The Eurozone economy probably contracted in the three months to June, extending the weakness seen in the past quarters, as the worsening crisis pushed bigger economies into recession.
Economists expect a 0.2 percent contraction in the gross domestic product in the second quarter to follow the region's narrow escape from a technical recession in the previous three months.
The 17-nation economy stalled during the first three months of the year following a 0.3 percent fall in GDP in the fourth quarter. Eurostat is set to release the data at 5 am ET on August 14.
Two of the biggest economies of the region are also set to release data on their second quarter economic performance tomorrow. Among the big four, Spain and Italy reported their numbers earlier.
Germany's Federal Statistical Office is scheduled to publish the second quarter GDP figures at 2 am ET. The largest Eurozone economy is seen expanding 0.2 percent in the second quarter, with the growth rate decelerating from 0.5 percent recorded in the first quarter.
French GDP data is expected at 1.30 am ET on Tuesday. The second biggest euro economy is forecast to shrink 0.2 percent quarter-on-quarter in the second quarter after stagnating in the first three months of the year. The Bank of France has forecast a similar size contraction for the third quarter, which would push the economy into recession.
Investors continue to flee the single-currency bloc in search of safe havens and as a result, some of the troubled economies are facing unacceptably high borrowing costs. Unemployment in the region remains at an all-time high and market surveys are pointing to sharp contraction in both manufacturing and service sector outputs.
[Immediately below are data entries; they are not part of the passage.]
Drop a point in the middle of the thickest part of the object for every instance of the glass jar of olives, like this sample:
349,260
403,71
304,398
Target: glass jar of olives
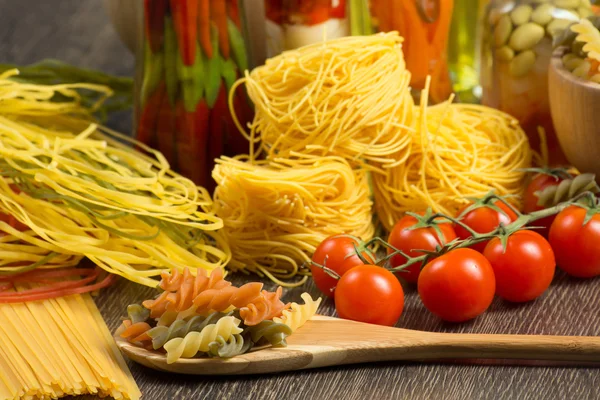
517,47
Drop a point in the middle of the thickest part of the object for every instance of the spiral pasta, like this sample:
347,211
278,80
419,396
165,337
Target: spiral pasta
267,306
347,97
298,314
180,328
272,332
229,348
459,151
182,289
276,212
195,342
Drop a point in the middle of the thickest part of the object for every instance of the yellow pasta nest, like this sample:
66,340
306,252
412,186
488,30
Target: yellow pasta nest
458,151
275,213
80,191
347,97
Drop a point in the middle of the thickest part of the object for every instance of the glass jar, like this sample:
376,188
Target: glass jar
295,23
191,54
425,25
464,46
517,48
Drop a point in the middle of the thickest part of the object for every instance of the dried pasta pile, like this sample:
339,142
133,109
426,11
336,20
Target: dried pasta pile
76,190
208,316
347,97
60,347
277,212
459,151
350,98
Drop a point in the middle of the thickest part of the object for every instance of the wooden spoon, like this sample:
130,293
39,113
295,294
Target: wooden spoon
326,341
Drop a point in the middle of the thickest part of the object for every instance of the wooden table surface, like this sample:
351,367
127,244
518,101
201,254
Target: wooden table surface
78,32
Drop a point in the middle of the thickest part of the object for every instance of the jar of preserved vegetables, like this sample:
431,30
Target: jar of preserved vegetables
517,48
191,54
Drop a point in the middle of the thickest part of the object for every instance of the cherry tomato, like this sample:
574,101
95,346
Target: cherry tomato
538,183
484,220
523,270
338,254
457,286
411,241
576,246
371,294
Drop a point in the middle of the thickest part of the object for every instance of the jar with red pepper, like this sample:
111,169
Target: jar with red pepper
193,52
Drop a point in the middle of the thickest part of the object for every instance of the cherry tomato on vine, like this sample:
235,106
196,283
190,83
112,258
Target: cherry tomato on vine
411,241
576,246
338,254
538,183
371,294
484,220
523,270
457,286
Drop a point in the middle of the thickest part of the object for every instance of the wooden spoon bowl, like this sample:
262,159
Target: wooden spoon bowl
327,341
575,107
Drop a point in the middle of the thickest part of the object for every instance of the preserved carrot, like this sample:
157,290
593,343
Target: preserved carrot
204,27
154,22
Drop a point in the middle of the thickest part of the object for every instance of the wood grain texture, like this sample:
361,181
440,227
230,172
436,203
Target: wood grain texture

European Commission expects the Eurozone economy to shrink 0.3 percent this year, and expand 1 percent in 2013. The Organization for Economic Co-operation and Development (OECD) sees 0.1 percent contraction in economic activity in 2012, before returning to growth in 2013.
Other Eurozone countries releasing the GDP figures on Tuesday are Austria, the Netherlands, Portugal, Cyprus and Slovakia.
Portugal, which received a EUR 78 billion international bailout last year, is expected to report a deeper 0.8 percent contraction in economic output during the second quarter. The Austrian and Dutch economies grew 0.3 percent each sequentially in the first quarter, official data showed.
According to preliminary official estimates released recently, the Spanish and Italian economies suffered deeper recessions in the second quarter with the poor economic performance aggravating their fiscal woes.
Spain's GDP sank 0.4 percent in the second quarter of 2012 after a 0.3 percent decline each in the previous three months and in the fourth quarter of 2011. Italy's GDP dropped 0.7 percent sequentially, following a 0.8 percent decline in the previous quarter.
Greece had a 6.2 percent contraction in the second quarter, slightly better than the 6.5 percent decline in the first quarter, the Hellenic Statistical Authority said Monday. The country is in its fifth year of recession.
Professional Forecasters surveyed by the European Central Bank expects the Eurozone economy to shrink 0.3 percent this year and to grow 0.6 percent in 2013.
ECB has indicated its readiness to resume government bond purchases if the economic situation deteriorates further. After the August meeting, ECB President Mario Draghi said the policy makers "will consider undertaking further non-standard measures" if conditions deteriorate.